気付いて欲しい。僕だって“君が”必要なんだ。今はもう……言葉にできないけれど。
「ジークムント様は……優しいです……」
……そうだよな。あいつは誰とでもうまく付き合えるから、僕よりよほど魅力的な人間だとエレーゼだって思っただろう。
分かってはいるけど辛いな……もっと都合のいい方に乗り換えたって言われた方がずっとマシだ。

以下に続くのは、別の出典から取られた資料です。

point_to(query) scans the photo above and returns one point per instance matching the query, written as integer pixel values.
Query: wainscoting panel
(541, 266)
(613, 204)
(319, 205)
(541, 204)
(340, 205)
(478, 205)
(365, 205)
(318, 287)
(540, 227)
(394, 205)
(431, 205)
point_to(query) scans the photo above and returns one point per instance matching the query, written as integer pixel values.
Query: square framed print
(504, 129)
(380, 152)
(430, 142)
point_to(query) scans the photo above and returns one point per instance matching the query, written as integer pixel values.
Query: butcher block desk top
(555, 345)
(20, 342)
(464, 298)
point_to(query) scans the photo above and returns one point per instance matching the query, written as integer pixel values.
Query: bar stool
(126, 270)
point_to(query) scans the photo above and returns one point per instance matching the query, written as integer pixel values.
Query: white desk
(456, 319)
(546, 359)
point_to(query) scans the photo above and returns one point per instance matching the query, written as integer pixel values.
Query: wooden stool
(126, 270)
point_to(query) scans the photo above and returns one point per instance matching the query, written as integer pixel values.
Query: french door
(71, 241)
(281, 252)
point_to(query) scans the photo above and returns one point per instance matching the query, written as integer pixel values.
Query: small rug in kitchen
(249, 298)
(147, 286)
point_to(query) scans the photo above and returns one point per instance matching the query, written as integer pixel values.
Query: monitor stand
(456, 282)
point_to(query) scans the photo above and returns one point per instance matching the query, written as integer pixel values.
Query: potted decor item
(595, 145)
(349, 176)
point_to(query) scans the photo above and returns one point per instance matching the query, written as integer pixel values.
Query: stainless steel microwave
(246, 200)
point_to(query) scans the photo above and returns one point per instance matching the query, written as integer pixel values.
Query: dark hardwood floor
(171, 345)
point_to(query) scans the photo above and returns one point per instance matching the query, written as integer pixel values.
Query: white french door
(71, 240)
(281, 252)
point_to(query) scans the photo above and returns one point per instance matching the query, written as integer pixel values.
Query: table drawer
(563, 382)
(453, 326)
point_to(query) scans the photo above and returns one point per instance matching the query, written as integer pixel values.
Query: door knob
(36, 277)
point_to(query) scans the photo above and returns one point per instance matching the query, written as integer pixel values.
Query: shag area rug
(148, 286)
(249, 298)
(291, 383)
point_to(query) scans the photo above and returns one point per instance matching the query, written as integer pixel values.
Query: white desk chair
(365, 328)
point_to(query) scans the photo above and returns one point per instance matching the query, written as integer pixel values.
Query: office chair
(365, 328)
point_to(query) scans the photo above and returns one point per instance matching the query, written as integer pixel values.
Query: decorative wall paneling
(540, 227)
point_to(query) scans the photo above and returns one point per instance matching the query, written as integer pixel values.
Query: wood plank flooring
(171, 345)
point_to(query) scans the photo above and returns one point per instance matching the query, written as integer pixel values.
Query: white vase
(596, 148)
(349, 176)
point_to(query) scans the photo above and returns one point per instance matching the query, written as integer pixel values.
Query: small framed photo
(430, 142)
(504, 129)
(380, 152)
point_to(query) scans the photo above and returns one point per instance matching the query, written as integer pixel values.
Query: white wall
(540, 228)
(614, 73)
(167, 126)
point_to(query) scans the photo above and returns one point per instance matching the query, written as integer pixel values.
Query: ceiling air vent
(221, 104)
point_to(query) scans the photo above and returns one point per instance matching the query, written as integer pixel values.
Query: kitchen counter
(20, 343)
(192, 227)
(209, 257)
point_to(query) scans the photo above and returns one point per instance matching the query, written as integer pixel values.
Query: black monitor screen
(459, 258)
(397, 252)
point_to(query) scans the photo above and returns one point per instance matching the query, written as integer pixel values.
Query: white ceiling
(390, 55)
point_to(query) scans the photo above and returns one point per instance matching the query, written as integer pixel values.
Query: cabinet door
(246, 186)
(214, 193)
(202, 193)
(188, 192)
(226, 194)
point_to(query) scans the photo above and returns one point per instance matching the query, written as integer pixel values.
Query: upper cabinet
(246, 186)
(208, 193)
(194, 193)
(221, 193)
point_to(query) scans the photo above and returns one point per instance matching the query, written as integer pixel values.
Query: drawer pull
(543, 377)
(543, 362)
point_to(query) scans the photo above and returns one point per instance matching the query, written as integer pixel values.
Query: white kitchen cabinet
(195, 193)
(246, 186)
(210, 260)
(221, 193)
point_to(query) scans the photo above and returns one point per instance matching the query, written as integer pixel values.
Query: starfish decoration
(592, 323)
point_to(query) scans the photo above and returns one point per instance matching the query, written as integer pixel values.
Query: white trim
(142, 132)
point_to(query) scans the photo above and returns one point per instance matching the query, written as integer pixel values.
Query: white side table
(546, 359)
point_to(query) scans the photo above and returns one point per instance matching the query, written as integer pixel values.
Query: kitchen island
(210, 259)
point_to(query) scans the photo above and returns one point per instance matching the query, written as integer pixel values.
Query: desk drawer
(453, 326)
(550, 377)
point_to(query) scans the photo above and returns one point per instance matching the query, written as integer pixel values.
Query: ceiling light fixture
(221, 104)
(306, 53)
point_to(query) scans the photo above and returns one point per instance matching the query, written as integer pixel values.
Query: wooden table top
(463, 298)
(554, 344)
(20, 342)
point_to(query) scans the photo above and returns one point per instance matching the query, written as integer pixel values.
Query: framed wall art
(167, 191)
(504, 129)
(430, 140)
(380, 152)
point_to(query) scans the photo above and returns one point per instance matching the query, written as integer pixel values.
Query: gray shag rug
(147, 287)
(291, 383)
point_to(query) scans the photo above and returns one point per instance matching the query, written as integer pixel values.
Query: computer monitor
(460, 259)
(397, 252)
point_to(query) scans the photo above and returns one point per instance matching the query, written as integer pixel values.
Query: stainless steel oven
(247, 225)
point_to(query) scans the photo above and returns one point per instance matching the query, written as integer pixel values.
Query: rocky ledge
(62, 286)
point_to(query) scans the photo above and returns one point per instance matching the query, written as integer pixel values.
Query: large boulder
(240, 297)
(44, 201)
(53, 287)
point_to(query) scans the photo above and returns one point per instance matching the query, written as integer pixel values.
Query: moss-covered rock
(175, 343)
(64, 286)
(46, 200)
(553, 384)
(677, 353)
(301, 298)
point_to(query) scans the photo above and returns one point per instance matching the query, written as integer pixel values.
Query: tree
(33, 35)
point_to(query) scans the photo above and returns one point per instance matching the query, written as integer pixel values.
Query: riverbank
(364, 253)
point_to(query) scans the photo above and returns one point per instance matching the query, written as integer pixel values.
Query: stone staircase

「でもひとりで生きていくってずっと心に決めていたから、こんなに事がうまく運ぶなんて、なんだかスッとしなくて。おかしいですよね、あんな素敵な人が、私なんか……」
「君がひとりで生きていこうと肩ひじ張ってやってきたことは、君という人間をより魅力的にしたんだよ。何もおかしくない」
「えっ。そんな、魅力的だなんてっ。……肩ひじ張って? もうっ、なんですかその言い草!」
ぽかぽか叩いてくる。ああこれ間違いなく今までのエレーゼだ。
「どう? 何か思い出した?」
その問いの答えは、彼女の淋しそうな顔。ダメか。もっとヒントを出したいけど、下手なこと言って警戒されたくないから回りくどいことしか言えないんだ。
「あ。でも、そういえば」
「何か思い出したのか?」
「私、どうも……あなたにずっと聞きたかったことが……あるみたい」
「?」
聞いてくれれば分かる範囲で答えるけど。
「何?」
「それが思い出せないんです。思い出せたのは、他の誰でもなく、“あなたに”聞きたいこと……それだけ」
彼女は残念そうにまた俯いてしまった。急かすのは良くないな。
「うん、まぁ、それだけでも今日の収穫だ! 少しずつでも思い出せるんだ」
希望が見えてきた。初めてじゃないか、彼女がこの半年のことを思い出せたの。
このとき窓から優しい風が降りてきて、たったいま気付いたらしい彼女は言う。
「すぐに月が窓から外れていきますね」
ああ、タイムリミットだ。僕は諦観を隠すため、話題を逸らした。
「寒くない? 昼間は暖かいけど、夜になるとかなり冷え込むよな」
「ん……少し肌寒いですね」
「そっちにブランケットがあったから取って来るよ」
そう言って持ってきたら、すぐに彼女に被せた。
「あなたの分は?」
「一枚しかなかった。僕は平気だから。……はっくしゅん!」
言ったそばからなんでクシャミ出るんだよ。ほんっとに恰好つかない……。
「……これ、わりと大きいから……、一緒にかぶりましょ」
「えっ」
断るのも意識過剰みたいじゃないか?
僕らはここの、物が詰め込まれた棚を背もたれにして横に並び、月が隠れゆくのを待っていた。
「あ。そういえば、あなたの画を月明かりで見ればよかったわ」
「そうだね、閉じ込められて焦ったからすっかり忘れてた。向こうにあるから取ってこようか?」
彼女は小さく、首を横に振った。
「眠くて……もう、だめみたい……また明日……」
月は更なる高みへ。星々もゆっくりとそれを追う。なんて静かな夜なんだ。
「夜が明けて……あの窓から日の光が差し込むまでは」
僕の肩に寄り添う彼女の、無邪気な寝顔を横目で見やる。
「君は僕のものだよね?」
こぼれてしまった言葉も思いも、暗闇に隠してもらおう。
エレーゼ、今だけは僕のものでいて。